Clinical Decision Support

Checklist
  • Verify lesion size, site, morphology (ICD-10 C43.x)
  • Confirm histopathology report: melanoma subtype (SNOMED CT)
  • Check Breslow depth, ulceration, mitoses for staging (TNM)
  • Review sentinel lymph node biopsy results if indicated
  • Assess for distant metastasis: imaging, LDH (patient safety)

Reimbursement and Quality Metrics

Impact Summary
  • Melanoma reimbursement hinges on accurate ICD-10-CM (C43.-) coding, precise staging (TNM), and microscopically confirmed diagnosis. Impacts: Improved Case Mix Index (CMI), optimized revenue.
  • Quality metrics for melanoma focus on timely diagnosis, appropriate treatment (surgery, radiation, immunotherapy), and patient follow-up. Impacts: Enhanced hospital reputation, better patient outcomes.
  • Melanoma coding errors (e.g., unspecified vs. specific histology) can lead to claim denials, reduced reimbursement, and reporting inaccuracies. Impacts: Lower hospital profitability, potential compliance issues.
  • Accurate melanoma documentation specifying site, size, and ulceration is crucial for proper staging and optimal reimbursement. Impacts: Higher severity of illness (SOI) scores, justified resource utilization.

Streamline Your Medical Coding

Let S10.AI help you select the most accurate ICD-10 codes.
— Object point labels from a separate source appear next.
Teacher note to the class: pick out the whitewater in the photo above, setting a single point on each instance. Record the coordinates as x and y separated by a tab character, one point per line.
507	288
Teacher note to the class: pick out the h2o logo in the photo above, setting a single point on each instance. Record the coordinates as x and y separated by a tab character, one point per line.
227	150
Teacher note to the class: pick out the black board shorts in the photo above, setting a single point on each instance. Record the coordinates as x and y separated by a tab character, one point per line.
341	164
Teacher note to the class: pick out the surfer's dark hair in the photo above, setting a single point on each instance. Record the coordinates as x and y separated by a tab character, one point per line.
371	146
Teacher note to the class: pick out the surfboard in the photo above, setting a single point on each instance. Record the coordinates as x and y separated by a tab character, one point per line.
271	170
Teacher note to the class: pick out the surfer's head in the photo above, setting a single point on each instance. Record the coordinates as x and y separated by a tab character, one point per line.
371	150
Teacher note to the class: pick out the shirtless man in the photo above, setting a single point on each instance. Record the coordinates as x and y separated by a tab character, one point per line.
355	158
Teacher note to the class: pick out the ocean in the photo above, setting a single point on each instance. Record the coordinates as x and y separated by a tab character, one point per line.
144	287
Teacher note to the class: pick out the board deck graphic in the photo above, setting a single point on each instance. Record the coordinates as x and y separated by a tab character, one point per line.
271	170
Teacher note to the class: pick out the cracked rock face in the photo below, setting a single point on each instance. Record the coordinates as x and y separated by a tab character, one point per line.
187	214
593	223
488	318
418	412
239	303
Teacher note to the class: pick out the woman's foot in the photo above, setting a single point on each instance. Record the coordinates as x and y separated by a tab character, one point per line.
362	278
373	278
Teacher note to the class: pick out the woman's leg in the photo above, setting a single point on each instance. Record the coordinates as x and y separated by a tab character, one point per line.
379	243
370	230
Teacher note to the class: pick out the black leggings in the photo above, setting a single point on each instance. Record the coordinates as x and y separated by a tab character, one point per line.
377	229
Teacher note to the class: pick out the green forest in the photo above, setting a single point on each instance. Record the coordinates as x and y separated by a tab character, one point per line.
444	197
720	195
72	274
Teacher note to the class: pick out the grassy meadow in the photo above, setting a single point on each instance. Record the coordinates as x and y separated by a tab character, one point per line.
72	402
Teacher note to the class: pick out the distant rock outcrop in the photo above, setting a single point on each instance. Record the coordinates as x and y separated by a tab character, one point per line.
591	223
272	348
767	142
Our AI-powered assistant ensures compliance and reduces coding errors.

Quick Tips

Practical Coding Tips
  • Code C43 for malignant melanoma
  • Document Breslow depth & ulceration
  • Specify site, laterality & histology
  • Use SNOMED CT for melanoma staging
  • Check ICD-10-CM guidelines for melanoma

Documentation Templates

Patient presents with a concerning skin lesion suspicious for melanoma.  History includes new or changing mole, exhibiting features concerning for malignancy such as asymmetry, border irregularity, color variegation, diameter greater than 6mm, and evolution over time (ABCDE criteria).  The patient reports  (insert pertinent negatives or positives such as itching, bleeding, pain, or no symptoms).  Family history is positive/negative for melanoma and other skin cancers.  Past medical history includes (list relevant medical conditions, sun exposure history, prior skin biopsies or melanoma diagnoses).  Physical examination reveals a (color) pigmented lesion located on the (body location), measuring (size) mm in diameter.  The lesion exhibits (describe characteristics such as asymmetry, border irregularity, color variations, elevation, ulceration).  Differential diagnosis includes melanoma, atypical nevus, basal cell carcinoma, squamous cell carcinoma, seborrheic keratosis.  Impression is suspicious for cutaneous melanoma.  Plan includes excisional biopsy with margins for histopathologic evaluation, sentinel lymph node biopsy if indicated by Breslow thickness, and referral to dermatology andor oncology for further management based on pathology results.  Patient education provided on melanoma risk factors, sun protection strategies, and skin self-examination.  ICD-10 code C43.9 Malignant melanoma of skin, unspecified will be used pending pathology confirmation.  CPT codes for the planned procedures will be determined based on the complexity of the biopsy and any additional procedures performed.  Follow-up appointment scheduled for (date) to discuss pathology results and treatment plan.